The acting director of the St. Louis health department is joining the mayor for the briefing
Credit: UPI/Bill Greenblatt
St. Louis Mayor Lyda Krewson

ST. LOUIS — As Thanksgiving approaches, St. Louis health officials are asking people to skip non-essential travel and avoid hosting or attending large gatherings.

City residents are currently under an order to limit gatherings to 10 people or fewer.

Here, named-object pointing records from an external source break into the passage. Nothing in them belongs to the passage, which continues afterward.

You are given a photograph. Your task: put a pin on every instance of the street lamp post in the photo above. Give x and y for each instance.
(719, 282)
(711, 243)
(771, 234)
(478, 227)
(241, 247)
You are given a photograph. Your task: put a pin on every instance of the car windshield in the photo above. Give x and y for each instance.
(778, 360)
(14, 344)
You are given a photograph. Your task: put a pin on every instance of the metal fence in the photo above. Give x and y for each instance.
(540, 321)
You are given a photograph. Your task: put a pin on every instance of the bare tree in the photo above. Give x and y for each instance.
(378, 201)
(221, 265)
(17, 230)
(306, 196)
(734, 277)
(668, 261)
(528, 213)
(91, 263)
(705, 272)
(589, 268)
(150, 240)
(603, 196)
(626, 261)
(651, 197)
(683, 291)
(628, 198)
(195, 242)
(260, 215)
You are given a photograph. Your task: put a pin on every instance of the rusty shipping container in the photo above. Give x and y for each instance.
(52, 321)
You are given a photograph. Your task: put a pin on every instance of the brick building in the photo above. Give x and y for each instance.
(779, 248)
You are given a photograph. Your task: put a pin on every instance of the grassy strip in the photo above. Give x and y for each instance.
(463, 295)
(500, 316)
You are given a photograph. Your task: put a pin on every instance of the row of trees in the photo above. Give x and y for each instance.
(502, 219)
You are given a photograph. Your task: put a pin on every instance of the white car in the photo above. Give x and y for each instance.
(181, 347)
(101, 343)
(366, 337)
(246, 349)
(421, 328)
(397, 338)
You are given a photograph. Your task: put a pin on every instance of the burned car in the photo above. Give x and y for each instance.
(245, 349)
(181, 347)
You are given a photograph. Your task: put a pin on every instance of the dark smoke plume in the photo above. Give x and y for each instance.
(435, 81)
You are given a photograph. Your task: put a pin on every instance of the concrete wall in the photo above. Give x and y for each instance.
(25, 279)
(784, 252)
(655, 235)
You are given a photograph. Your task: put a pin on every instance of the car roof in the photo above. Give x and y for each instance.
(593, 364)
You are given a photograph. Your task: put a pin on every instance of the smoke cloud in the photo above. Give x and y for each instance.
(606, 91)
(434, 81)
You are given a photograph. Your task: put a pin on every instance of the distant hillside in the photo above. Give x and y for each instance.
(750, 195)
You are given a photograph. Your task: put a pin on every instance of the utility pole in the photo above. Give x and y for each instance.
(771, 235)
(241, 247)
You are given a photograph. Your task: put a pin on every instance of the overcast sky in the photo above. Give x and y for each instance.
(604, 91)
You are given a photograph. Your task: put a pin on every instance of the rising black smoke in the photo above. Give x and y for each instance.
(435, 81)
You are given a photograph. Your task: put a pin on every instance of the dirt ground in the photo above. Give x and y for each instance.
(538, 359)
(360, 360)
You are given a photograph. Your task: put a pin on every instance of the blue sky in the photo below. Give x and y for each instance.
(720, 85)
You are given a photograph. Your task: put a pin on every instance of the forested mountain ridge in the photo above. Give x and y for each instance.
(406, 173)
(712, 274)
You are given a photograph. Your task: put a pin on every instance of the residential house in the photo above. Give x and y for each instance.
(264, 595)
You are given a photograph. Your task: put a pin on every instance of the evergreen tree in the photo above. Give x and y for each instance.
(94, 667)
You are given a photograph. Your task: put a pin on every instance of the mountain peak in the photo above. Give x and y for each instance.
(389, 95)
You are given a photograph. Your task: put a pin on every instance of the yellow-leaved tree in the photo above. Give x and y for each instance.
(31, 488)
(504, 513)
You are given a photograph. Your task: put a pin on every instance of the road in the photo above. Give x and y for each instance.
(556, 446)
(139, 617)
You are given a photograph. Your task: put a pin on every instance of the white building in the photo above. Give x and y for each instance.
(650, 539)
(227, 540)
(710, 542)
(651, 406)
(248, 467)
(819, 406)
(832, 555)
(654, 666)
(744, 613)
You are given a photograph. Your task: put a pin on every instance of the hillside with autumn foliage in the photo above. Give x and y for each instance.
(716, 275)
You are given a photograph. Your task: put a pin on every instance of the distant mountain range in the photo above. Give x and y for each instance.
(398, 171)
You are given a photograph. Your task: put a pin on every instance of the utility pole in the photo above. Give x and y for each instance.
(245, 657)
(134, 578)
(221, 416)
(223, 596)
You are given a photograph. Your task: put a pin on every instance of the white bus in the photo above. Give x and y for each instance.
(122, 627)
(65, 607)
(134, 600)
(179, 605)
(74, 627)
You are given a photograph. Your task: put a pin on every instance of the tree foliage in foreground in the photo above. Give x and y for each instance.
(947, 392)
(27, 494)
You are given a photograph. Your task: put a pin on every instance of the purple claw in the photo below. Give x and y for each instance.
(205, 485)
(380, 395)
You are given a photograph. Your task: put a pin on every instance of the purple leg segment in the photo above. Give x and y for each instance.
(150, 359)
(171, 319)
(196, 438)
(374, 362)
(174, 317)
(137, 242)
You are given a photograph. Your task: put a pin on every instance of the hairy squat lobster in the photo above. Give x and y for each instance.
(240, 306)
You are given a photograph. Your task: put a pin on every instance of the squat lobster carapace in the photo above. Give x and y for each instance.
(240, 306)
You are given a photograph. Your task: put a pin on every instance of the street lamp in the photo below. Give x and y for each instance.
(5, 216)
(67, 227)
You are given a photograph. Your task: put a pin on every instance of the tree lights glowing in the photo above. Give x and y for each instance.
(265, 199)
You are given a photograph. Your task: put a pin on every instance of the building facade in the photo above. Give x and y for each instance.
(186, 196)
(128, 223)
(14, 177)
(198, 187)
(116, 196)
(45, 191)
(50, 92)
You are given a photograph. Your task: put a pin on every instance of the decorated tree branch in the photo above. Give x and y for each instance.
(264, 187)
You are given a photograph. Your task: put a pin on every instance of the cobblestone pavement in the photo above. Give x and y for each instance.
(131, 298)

"We really need people to understand the importance of this," said acting health director Dr. Fred Echols during a briefing Friday. "This executive order went into effect because the transmission that we were seeing late October was occurring in small gathering small social gatherings across the City of St. Louis."

The city issued holiday gathering guidelines Friday, including:

  • Stay home if you do not feel well or are at higher risk
  • Wear a mask
  • Encourage guests to bring their own food, drink or treats
  • Always stay at least 6 feet away from people who do not live in your household
  • Remember who came to the gathering

The city also issued guidance about holiday travel, urging those to delay nonessential travel. However, if those who choose to or must travel are urged to follow these guidelines:

  • Consider traveling during non-peak hours
  • Pack sanitizing wipes and hand sanitizer
  • Wear a mask when traveling with anyone outside of your immediate household
  • Bring extra masks
  • Avoid touching surfaces like kiosks, touchscreens, ticket machines, elevator buttons and benches

Watch briefing from St. Louis Mayor Lyda Krewson and acting health department director Dr. Fred Echols in video player below:

Earlier this week, the Centers for Disease Control issued recommendations that people should avoid traveling and large family gatherings. Instead, the CDC recommended that people only celebrate with those who live in their households.

Friday morning, the St. Louis pandemic task force echoed the CDC's guidance regarding holiday plans. The head of the task force, Dr. Alex Garza, said hospitals are nearly full and there are currently 1,000 patients in area hospitals with confirmed or suspected cases of COVID-19.